I have a tabular table set up using BCEWithLogitsLossFlat but struggle to understand if it is the best fit within these options fastai - Loss Functions

TL;DR- I am still horrible at loss functions and choosing the best one.

Hello,

CrossEntropyLossFlat is what you are looking - it is equivalent to the loss listed on Kaggle. BCE would have been fine were the task binary, i.e., only two possible labels, but that is not the case for this dataset. The cross-entropy loss is simply a generalization of BCE for multi-class classification.

Please let me know if you have more questions.

6 Likes

There is a difference between multi-class and multi-label classification. In the multi-label case there could be more than one true class or label for each input. BCE is useful for multi-label classification but this is not the case.

2 Likes

Thanks for the help @BobMcDear and @krasin! Here is my Kaggle notebook to play around with.

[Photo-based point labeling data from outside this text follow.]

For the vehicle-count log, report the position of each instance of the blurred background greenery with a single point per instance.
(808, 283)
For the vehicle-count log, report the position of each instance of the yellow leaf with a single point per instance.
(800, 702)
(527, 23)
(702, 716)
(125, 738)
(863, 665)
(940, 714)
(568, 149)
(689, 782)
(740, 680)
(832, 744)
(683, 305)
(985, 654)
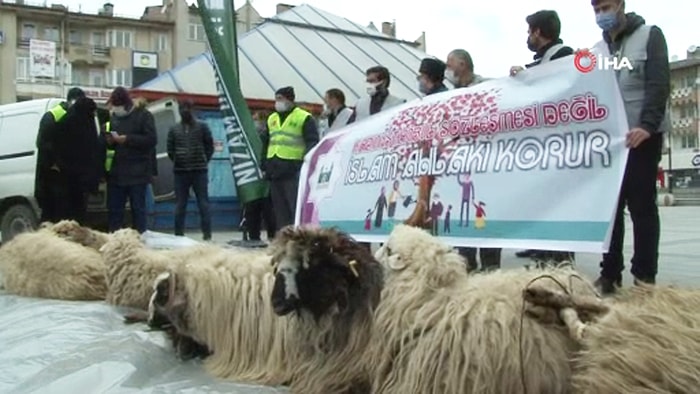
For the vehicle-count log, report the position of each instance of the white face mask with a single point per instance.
(118, 110)
(372, 88)
(281, 106)
(450, 76)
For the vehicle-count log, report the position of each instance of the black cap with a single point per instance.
(74, 94)
(286, 92)
(433, 68)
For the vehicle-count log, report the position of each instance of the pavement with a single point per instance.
(679, 259)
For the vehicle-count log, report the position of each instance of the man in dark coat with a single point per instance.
(190, 147)
(49, 186)
(133, 138)
(78, 154)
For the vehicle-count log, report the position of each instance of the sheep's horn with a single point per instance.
(352, 265)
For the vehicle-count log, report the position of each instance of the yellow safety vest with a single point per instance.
(287, 139)
(58, 112)
(110, 152)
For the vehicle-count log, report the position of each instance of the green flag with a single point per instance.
(243, 140)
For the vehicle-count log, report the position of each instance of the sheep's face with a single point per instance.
(313, 271)
(408, 244)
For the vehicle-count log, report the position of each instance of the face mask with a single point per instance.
(531, 45)
(608, 21)
(372, 88)
(281, 106)
(186, 116)
(422, 87)
(118, 110)
(450, 76)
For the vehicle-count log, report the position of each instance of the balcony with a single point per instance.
(89, 54)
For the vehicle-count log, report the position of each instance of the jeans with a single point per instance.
(117, 196)
(198, 181)
(638, 192)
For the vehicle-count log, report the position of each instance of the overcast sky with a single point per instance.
(493, 31)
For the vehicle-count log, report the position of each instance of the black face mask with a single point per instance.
(186, 116)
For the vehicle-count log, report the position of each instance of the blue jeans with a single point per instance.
(116, 202)
(199, 182)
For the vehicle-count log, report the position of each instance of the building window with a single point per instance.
(120, 39)
(52, 34)
(119, 78)
(161, 44)
(689, 141)
(75, 37)
(196, 32)
(23, 69)
(28, 31)
(97, 78)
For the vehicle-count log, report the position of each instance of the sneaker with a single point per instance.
(607, 286)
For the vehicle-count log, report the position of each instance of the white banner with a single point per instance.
(42, 58)
(533, 161)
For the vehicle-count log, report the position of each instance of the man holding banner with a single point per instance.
(291, 133)
(645, 94)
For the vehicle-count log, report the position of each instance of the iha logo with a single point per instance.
(585, 61)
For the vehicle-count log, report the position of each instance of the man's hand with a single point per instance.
(119, 139)
(636, 136)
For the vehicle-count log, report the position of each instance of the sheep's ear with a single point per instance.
(396, 263)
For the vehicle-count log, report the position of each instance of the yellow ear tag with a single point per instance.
(352, 265)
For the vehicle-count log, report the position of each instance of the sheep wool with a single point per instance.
(648, 343)
(226, 309)
(439, 331)
(42, 264)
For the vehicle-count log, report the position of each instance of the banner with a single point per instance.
(243, 140)
(42, 55)
(532, 161)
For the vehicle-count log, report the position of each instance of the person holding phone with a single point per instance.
(133, 137)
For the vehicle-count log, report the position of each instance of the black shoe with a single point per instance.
(526, 253)
(607, 286)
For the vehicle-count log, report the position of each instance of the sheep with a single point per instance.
(431, 328)
(42, 264)
(333, 284)
(217, 304)
(73, 231)
(645, 341)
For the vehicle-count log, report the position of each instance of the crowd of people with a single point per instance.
(126, 143)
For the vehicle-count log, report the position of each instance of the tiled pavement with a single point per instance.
(679, 261)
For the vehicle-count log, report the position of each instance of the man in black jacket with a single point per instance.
(645, 93)
(133, 138)
(544, 28)
(78, 154)
(190, 147)
(50, 188)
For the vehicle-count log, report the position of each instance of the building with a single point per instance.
(52, 48)
(309, 49)
(682, 158)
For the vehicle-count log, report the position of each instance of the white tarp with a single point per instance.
(60, 347)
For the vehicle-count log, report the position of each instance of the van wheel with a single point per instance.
(15, 220)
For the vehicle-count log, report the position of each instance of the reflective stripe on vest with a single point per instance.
(287, 139)
(110, 152)
(58, 112)
(632, 83)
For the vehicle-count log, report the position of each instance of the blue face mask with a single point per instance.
(608, 21)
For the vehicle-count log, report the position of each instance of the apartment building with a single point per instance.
(49, 49)
(683, 155)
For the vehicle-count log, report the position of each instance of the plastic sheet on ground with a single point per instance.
(49, 346)
(155, 240)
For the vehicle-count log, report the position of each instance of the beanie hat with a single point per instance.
(433, 68)
(286, 92)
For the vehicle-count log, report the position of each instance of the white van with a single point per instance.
(19, 126)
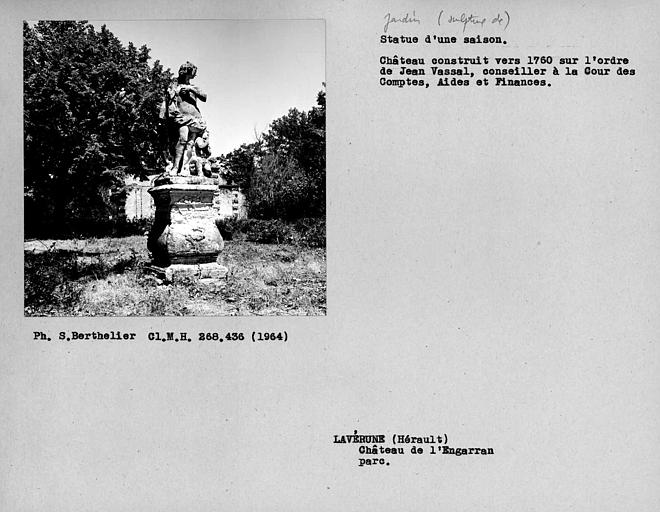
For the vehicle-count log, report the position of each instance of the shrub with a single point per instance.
(308, 232)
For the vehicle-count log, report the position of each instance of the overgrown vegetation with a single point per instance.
(91, 110)
(308, 232)
(106, 277)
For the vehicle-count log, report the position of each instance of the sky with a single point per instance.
(253, 71)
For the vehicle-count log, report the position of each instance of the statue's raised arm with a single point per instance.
(184, 116)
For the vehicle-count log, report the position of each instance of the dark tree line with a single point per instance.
(91, 110)
(283, 172)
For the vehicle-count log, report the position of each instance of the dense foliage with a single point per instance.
(91, 118)
(283, 173)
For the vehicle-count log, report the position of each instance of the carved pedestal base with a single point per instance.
(185, 241)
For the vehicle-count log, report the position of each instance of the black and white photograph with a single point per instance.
(174, 168)
(330, 255)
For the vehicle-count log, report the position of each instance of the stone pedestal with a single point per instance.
(185, 241)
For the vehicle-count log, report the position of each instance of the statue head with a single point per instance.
(188, 69)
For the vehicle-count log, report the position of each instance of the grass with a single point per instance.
(106, 277)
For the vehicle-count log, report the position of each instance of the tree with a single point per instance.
(91, 110)
(283, 174)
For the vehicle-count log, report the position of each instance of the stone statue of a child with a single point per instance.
(183, 116)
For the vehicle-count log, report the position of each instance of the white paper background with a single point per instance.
(492, 274)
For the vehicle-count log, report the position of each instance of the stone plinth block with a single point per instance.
(178, 272)
(184, 230)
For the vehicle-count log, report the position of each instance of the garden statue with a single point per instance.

@krasin, then what would be a better multi-class loss?

1 Like

So the FlattenedLoss of CrossEntropyLoss(), as pointed out by BobMcDear is what you need. It is the default in fastai for categorical labels.

You don’t need manualy to do One-hot encoding. Just add y_block=CategoryBlock in the TabularPandas block (and y_names = "Class"). Then the learner could be just learn = tabular_learner(dls, metrics=accuracy). You can check the selected loss function by executing a cell code learn.loss_func. It will be interesting to see if you will get similar results.

You can also try MSE Loss and not treating the label as category but as a number (don’t add y_block=CategoryBlock and this will be the default loss).

1 Like

Beautiful! Thanks @krasin for such concise feedback. A significant jump here!

I’ll clean up my code and move on to my next notebook around CNN shortly.

2 Likes